According to an aspect of an exemplary embodiment, there is provided a method of using a voice converting apparatus for voice conversion including receiving a voice from a counterpart, analyzing the voice and determining whether the voice abnormal, converting the voice into a normal voice by adjusting a harmonic signal of the voice in response to determining that the voice is abnormal, and transmitting the converted normal voice.

The determining may include extracting a voice parameter from the voice, and analyzing the extracted voice parameter and determining whether the voice is abnormal based on the voice parameter.

The voice parameter may include at least one of a pitch element of the voice, a Harmonic-to-Noise Ratio (HNR) of the voice, an open quotient of the voice, and a Grade, Roughness, Breathiness, Asthenia, Strain Scale (GRBAS) score of the voice.

The converting may include converting the voice into the normal voice by emphasizing a harmonic element of the voice and removing a sub-harmonic element of the voice.

The converting may include converting the voice into the normal voice by generating a harmonic signal in a high frequency band of the voice.

The converting the voice into the normal voice may be triggered on/off according to a user input.

The method may further include displaying a user interface configured to receive a user input for adjusting a conversion intensity of the voice into the normal voice, and setting the conversion intensity according to the user input received through the user interface. The converting may include converting the voice into the normal voice according to the set conversion intensity.

The method may further include storing information indicating that the voice is abnormal in response to determining that the voice is abnormal.
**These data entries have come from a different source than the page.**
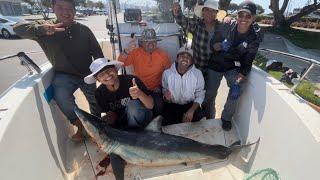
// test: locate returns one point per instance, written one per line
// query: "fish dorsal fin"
(155, 124)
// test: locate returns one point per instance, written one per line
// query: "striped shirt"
(186, 88)
(200, 40)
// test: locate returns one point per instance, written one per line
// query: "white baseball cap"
(212, 4)
(99, 64)
(184, 49)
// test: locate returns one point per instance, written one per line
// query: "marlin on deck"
(151, 147)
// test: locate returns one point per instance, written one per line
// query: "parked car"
(6, 24)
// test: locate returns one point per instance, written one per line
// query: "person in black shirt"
(70, 47)
(234, 50)
(124, 98)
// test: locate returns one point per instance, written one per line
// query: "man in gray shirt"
(70, 47)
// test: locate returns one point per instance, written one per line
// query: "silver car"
(6, 24)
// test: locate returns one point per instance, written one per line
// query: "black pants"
(158, 102)
(173, 113)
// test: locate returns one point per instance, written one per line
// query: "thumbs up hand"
(131, 45)
(134, 91)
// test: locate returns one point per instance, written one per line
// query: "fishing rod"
(118, 30)
(109, 25)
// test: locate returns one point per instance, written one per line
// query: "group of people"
(182, 91)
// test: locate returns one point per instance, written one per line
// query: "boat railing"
(306, 84)
(25, 61)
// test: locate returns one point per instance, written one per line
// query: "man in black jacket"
(234, 50)
(70, 47)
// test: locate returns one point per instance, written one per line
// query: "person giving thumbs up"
(136, 93)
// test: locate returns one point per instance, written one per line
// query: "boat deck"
(83, 157)
(86, 156)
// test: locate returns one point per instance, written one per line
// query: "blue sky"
(265, 4)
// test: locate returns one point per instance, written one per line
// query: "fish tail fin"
(236, 146)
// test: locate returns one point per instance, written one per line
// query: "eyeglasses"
(244, 15)
(185, 56)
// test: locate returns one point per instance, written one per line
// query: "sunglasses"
(244, 15)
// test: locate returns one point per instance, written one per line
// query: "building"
(11, 7)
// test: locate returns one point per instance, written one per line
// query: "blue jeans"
(64, 86)
(212, 84)
(138, 116)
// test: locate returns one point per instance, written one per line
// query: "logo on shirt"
(120, 104)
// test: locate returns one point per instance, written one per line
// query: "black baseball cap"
(249, 7)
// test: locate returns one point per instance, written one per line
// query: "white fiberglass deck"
(86, 155)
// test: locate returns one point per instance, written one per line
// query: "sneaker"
(78, 136)
(226, 125)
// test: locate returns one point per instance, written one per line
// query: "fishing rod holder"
(25, 61)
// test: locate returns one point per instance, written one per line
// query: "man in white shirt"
(183, 90)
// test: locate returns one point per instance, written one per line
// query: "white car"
(6, 24)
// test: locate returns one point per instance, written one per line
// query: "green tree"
(233, 7)
(80, 2)
(90, 4)
(31, 2)
(260, 9)
(99, 5)
(278, 13)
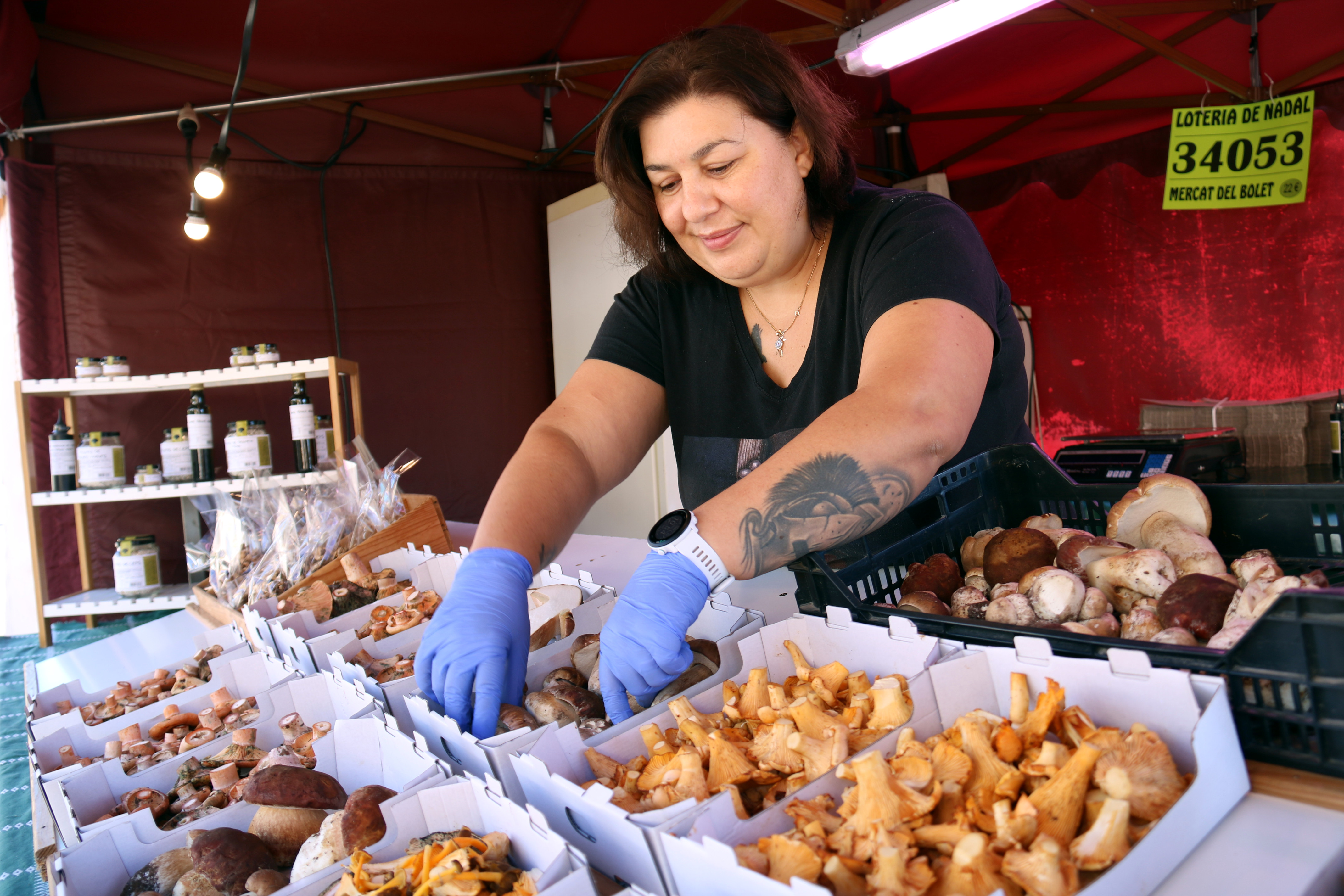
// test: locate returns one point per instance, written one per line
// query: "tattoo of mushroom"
(826, 501)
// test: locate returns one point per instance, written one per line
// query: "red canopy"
(343, 43)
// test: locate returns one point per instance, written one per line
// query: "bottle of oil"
(303, 426)
(62, 453)
(201, 436)
(1336, 424)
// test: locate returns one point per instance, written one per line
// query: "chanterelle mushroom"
(294, 803)
(1170, 514)
(1142, 772)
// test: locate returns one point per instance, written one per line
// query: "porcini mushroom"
(1125, 578)
(1014, 553)
(1170, 514)
(938, 574)
(229, 858)
(292, 804)
(1056, 596)
(974, 549)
The converting may include converting the voice into the normal voice without determining whether the voice is abnormal in response to receiving information indicating that the voice is abnormal.

The method may further include outputting the voice immediately in response to determining that the voice is normal.

According to an aspect of another exemplary embodiment, there is provided a voice converting apparatus including a receiver configured to receive a voice from a counterpart, a voice determiner configured to analyze the voice and determine whether the voice is abnormal, a normal voice converter configured to convert the voice into a normal voice by adjusting a harmonic signal of the voice in response to determining that the voice is abnormal, and a transmitter configured to transmit the normal voice.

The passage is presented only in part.